A class of histone variants in which we have a long-standing interest mediates chromosome segregation. Centromere-specific histone H3 variants, called cenH3, CENP-A (in mammals), or Cse4 (in yeast), mark the location of the kinetochore, which attaches to microtubules to segregate chromosomes in mitosis and meiosis. We previously showed that cenH3 nucleosomes of budding yeast wrap DNA to form positive supercoils, in contrast to conventional nucleosomes, which form negative supercoils. Later, we precisely characterized this “point” centromeric nucleosome in vitro and in vivo, and contrasted its unique features with those of the “regional” centromeres of fission yeast. In repeat-based centromeres of plants and animals, satellite sequences position cenH3 nucleosomes, so that they are translationally and rotationally phased. Applying new experimental and computational tools, we have elucidated the molecular organization of animal and plant centromeres embedded in homogeneous satellite repeats, which had proven intractable using conventional mapping strategies. Using hierarchical clustering of sequences immunopreciptated by kinetochore proteins of the constitutive centromere-associated network (CCAN), we found that a unique chromatin complex occupies young dimeric α-satellite arrays that dominate functional human centromeres, occupied by CENP-A, CENP-B, CENP-C and CENP-T. Using CUT&RUN.Salt to map the centromere complex to human α-satellite dimers we discovered a surprising diversity of CCAN structures on neighboring dimers that diverged by only ~10%, raising questions about the evolutionary processes that have resulted in such an extraordinary degree of structural diversity at human centromeres.

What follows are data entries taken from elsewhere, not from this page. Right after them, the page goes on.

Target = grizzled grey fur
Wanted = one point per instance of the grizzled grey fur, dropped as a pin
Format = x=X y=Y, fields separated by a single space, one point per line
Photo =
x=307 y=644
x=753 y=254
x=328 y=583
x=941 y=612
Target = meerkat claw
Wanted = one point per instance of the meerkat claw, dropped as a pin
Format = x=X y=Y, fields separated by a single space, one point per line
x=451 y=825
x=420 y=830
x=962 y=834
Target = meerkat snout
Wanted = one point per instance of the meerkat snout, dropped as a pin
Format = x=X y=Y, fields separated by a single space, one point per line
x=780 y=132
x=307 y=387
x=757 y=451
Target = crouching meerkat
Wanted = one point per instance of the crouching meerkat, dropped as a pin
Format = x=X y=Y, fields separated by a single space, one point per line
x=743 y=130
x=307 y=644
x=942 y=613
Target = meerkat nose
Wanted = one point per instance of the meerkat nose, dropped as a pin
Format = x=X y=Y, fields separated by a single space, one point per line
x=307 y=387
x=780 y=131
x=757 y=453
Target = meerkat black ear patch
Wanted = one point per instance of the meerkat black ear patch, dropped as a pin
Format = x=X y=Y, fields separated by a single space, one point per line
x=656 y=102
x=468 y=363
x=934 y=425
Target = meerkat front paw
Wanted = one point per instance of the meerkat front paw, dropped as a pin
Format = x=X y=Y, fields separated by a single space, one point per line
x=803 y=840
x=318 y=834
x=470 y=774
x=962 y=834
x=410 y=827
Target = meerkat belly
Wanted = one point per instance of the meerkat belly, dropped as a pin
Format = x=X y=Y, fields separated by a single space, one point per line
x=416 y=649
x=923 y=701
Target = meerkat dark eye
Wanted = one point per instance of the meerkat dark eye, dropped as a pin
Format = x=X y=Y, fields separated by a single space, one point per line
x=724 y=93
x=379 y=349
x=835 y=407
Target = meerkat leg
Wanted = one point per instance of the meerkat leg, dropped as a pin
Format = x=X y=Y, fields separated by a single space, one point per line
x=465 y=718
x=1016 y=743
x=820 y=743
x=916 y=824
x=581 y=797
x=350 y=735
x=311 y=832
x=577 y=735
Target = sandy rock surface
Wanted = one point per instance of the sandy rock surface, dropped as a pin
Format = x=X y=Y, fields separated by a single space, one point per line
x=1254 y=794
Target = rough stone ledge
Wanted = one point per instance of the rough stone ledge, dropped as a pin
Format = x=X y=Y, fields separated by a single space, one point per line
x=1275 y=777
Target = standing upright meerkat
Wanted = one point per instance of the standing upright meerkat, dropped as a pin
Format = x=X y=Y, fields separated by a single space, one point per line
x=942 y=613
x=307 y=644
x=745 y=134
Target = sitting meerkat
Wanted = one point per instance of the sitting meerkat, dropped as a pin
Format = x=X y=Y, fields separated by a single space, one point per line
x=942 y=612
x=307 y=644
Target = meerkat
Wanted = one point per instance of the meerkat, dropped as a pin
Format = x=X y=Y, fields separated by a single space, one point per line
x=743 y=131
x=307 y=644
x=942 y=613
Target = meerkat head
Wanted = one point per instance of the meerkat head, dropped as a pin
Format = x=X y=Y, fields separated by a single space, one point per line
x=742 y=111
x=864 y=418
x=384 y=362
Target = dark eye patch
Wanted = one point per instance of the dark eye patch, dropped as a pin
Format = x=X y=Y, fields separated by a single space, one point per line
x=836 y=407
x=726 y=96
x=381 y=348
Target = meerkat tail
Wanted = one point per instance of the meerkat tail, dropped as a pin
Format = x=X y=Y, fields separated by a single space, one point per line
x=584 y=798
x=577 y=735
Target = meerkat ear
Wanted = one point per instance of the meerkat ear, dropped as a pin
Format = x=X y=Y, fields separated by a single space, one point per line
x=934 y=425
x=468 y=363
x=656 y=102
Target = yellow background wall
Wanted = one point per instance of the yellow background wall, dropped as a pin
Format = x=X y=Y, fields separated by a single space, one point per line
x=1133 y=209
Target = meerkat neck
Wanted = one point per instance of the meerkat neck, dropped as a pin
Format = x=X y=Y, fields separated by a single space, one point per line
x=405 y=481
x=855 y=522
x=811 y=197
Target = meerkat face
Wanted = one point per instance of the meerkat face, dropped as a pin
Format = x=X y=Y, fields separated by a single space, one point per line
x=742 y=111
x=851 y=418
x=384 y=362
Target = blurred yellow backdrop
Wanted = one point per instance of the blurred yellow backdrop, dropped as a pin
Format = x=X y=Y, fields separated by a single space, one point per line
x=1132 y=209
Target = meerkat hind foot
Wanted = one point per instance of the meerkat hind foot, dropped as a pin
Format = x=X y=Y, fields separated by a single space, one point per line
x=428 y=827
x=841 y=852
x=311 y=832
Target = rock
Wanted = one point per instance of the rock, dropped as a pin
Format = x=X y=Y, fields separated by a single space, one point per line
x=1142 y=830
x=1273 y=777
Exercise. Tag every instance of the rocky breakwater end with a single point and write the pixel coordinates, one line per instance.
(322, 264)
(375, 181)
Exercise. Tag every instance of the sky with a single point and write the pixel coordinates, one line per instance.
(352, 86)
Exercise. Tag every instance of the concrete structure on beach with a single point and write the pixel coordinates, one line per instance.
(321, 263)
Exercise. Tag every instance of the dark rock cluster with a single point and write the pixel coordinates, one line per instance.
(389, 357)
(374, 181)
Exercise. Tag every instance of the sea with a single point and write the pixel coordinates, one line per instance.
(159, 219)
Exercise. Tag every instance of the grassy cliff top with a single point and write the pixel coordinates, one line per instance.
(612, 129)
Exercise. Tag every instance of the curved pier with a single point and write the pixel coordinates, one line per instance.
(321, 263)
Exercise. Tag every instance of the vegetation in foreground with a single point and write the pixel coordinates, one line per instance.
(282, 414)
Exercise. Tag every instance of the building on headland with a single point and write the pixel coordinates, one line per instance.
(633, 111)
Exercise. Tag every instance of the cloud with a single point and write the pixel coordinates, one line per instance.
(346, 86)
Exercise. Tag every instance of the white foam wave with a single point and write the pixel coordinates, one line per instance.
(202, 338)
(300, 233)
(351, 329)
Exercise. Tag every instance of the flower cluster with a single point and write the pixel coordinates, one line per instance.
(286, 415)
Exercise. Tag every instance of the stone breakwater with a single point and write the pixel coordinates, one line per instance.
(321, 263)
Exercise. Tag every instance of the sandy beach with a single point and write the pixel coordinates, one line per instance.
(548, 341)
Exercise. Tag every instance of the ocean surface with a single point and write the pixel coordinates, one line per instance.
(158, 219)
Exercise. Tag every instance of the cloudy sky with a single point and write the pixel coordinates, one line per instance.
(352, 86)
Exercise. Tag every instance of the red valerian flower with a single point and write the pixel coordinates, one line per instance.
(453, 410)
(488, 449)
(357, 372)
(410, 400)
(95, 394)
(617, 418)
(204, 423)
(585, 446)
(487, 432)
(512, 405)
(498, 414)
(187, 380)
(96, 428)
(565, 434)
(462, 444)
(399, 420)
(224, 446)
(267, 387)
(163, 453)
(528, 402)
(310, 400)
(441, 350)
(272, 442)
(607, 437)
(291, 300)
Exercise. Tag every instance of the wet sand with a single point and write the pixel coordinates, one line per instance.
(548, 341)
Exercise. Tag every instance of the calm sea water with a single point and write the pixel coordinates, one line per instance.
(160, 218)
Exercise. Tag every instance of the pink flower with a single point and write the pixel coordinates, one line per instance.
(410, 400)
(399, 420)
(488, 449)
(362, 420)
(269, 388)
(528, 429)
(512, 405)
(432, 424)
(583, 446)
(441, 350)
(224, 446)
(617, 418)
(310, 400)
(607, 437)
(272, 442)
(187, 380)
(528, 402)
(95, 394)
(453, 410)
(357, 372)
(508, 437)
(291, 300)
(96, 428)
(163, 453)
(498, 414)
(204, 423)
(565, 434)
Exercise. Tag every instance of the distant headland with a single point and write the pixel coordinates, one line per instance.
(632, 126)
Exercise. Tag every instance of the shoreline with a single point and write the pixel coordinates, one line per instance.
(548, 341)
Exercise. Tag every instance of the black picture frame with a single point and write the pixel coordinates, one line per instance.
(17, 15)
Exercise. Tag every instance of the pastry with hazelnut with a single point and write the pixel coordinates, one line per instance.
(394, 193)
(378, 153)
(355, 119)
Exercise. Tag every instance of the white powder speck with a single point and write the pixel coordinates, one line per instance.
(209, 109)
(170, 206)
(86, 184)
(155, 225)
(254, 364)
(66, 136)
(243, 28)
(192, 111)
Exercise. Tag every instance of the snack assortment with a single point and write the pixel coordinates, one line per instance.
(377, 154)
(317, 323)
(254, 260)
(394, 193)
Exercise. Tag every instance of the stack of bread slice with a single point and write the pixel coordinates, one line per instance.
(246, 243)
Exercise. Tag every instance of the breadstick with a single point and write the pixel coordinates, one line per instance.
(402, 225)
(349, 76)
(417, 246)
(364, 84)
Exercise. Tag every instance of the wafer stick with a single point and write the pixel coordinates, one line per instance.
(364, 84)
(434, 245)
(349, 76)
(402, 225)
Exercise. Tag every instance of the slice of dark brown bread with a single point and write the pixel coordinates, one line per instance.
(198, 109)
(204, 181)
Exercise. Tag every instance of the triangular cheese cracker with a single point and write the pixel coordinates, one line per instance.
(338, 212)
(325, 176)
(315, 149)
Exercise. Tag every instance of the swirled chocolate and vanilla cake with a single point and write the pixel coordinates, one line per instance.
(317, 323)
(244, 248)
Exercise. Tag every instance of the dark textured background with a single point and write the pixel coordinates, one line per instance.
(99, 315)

Despite the conserved function of centromeres, necessary at every cell division, centromere sequences are not conserved and show a paradoxical diversity in both sequence and organization. This is consistent with the centromere drive model, which predicts that tandem repeats will compete in female meiosis for inclusion in the egg, rather than be lost in polar bodies. If an expanded satellite array can attract more CENP-A nucleosomes, it may become favorably oriented to be passed into the egg. Recent expansions of 5- and 10-bp repeats in Drosophila melanogaster and a 10-bp WW dinucleotide periodicity (W =A or T) in CentO repeats from rice suggest that rotational phasing may stabilize cenH3 nucleosomes against the pulling forces of the spindle in anaphase and thereby favor their own inclusion in the egg.
Centromeres also appear to be selected for their content of non-B form DNA. Cruciform extrusion is a form of non-B DNA that is promoted by short (<10 bp) dyad symmetries, which are widespread at centromeres throughout the eukaryotic domain, including satellite centromeres of primates, mouse, horse, chicken, stickleback, plants, regional centromeres of fission yeast, and point centromeres of budding yeasts. We have proposed that the 4-way junctions of cruciforms are bound by Holliday junction binding activity of the dedicated CENP-A chaperone HJURP and its Scm3 ortholog in yeast. Given the enrichment of non-B form DNA at centromeres throughout the eukaryotic kingdom, we suggest that this feature of centromeres can provide a basis for centromere specification despite the lack of primary sequence conservation.